Franz Schmidt: Symphonien Nr. 1-4 + Intermezzo aus Notre Dame; Radio-Sinfonie-Orchester Frankfurt, Paavo Järvi; 3 CDs Deutsche Grammophon 4838336; Aufnahmen 2013-2017, Veröffentlichung 11/09/2020 (180') - Rezension von Remy Franck

Franz Schmidt (1874-1939) gehört zu den vielen unterschätzten Komponisten des 20. Jahrhunderts. Sein Gesamtwerk ist überschaubar und orientiert sich in spätromantischen Klängen an Komponisten wie Brahms und Bruckner, bleibt aber dennoch recht modern in seiner Ausdrucksweise.

Wenn ein Dirigent wie Paavo Järvi sich mit der Symphonien-Gesamtaufnahme für den Komponisten einsetzt, dann ist dies eine sehr engagierte Entscheidung. Entsprechend stark sind Järvis stimmungsvolle und schillernd farbige Interpretationen. Klangliche Opulenz, ein  starker symphonischer Atem und eine große Ausdruckskraft gehen Hand in Hand in diesen sehr geschmackvollen, intelligent konzipierten und höchst intensiven Einspielungen, die Schmidts Kompositionskunst ebenso deutlich werden lassen wie die Gefühlskraft seiner Musik.

Schmidts Vierte Symphonie gehört zu seinen besten und persönlichsten Werken. Järvis Aufnahme bestätigt aber auch, dass es eines der bedeutendsten Werke dieser Gattung in der ersten Hälfte des XX. Jahrhunderts ist. Schmidt übertitelte die Komposition ‘Requiem für meine Tochter’. Sie hat vier Sätze, die attacca ineinander übergehen, und so breitet sich die elegische und über weite Strecken schmerzliche Musik fast eine dreiviertel Stunde lang aus und ergreift den Hörer zutiefst. Das gilt zumindest für diese tief empfundene und geatmete Interpretation von Paavo Järvi, der mit dem exzellenten hr-sinfonieorchester eine enorme Spannung aufrechterhält und die Brüche in der Musik aufregend vollzieht.

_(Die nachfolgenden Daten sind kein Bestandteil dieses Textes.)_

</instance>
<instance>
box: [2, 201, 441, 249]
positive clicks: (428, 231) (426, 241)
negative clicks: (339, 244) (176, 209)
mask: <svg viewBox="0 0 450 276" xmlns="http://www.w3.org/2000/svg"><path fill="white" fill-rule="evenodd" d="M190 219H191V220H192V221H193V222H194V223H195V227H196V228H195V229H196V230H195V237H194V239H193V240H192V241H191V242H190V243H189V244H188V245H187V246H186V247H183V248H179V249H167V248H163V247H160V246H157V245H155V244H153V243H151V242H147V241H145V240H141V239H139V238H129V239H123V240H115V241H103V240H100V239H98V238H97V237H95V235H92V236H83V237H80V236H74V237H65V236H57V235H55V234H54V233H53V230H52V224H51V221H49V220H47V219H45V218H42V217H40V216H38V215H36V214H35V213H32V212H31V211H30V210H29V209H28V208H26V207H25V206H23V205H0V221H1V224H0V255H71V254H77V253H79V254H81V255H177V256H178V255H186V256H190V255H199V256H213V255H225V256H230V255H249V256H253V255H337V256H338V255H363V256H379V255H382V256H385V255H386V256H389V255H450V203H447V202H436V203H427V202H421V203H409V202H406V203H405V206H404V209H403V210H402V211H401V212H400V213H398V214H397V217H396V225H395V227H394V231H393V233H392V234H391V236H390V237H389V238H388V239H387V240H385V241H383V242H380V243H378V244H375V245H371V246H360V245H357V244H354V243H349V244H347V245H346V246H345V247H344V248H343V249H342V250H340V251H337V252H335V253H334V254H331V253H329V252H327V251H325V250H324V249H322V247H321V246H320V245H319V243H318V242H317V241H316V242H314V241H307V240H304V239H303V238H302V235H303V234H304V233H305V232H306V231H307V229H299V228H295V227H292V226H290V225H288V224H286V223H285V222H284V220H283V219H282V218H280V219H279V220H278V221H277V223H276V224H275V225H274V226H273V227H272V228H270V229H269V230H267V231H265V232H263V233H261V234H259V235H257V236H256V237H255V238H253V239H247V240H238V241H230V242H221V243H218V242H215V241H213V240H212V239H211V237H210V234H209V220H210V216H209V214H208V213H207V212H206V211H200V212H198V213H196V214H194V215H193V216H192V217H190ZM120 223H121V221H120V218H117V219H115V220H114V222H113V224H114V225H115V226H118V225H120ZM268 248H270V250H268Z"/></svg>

Die zwei mir bekannten Gesamtaufnahmen (MDR-Orchester unter Fabio Luisi und das Orchester aus Malmö unter Vassily Sinaisky) werden mit dieser neuen Produktion nicht zuletzt auch wegen der perfekt ausbalancierten Tonaufnahme in den Schatten gestellt.

Franz Schmidt (1874-1939) is one of the many underrated composers of the 20th century. His oeuvre is relatively small and oriented in late romantic sounds to composers such as Brahms and Bruckner, but nevertheless remains quite modern in its expression.
When a conductor like Paavo Järvi commits himself to the composer with the complete recording of his symphonies, it is a very meaningful decision. His atmospheric and dazzlingly colourful interpretations are correspondingly strong. Sound opulence, a great symphonic breath and great expressiveness go hand in hand in these very tasteful, intelligently conceived and highly intense recordings, which make Schmidt’s art of composition as clear as the emotional power of the music.
Schmidt’s Fourth Symphony is one of his best and most personal works. But Järvi’s recording also confirms that it is one of the most important works of this genre in the first half of the XXth century. Schmidt titled the composition ‘Requiem for my daughter’. It has four movements that merge into each other ‘attacca’, and so the elegiac and often painful music lasts for almost three quarters of an hour and deeply grips the listener. This is at least true for this deeply felt and breathed interpretation by Paavo Järvi, who, together with the excellent hr-symphony orchestra, maintains an enormous tension and excitingly performs the disruptions in the music.
The two complete recordings known to me (MDR Orchestra under Fabio Luisi, and the Orchestra from Malmö under Vassily Sinaisky) are outclassed by this new production, not least because of the perfectly balanced sound recording.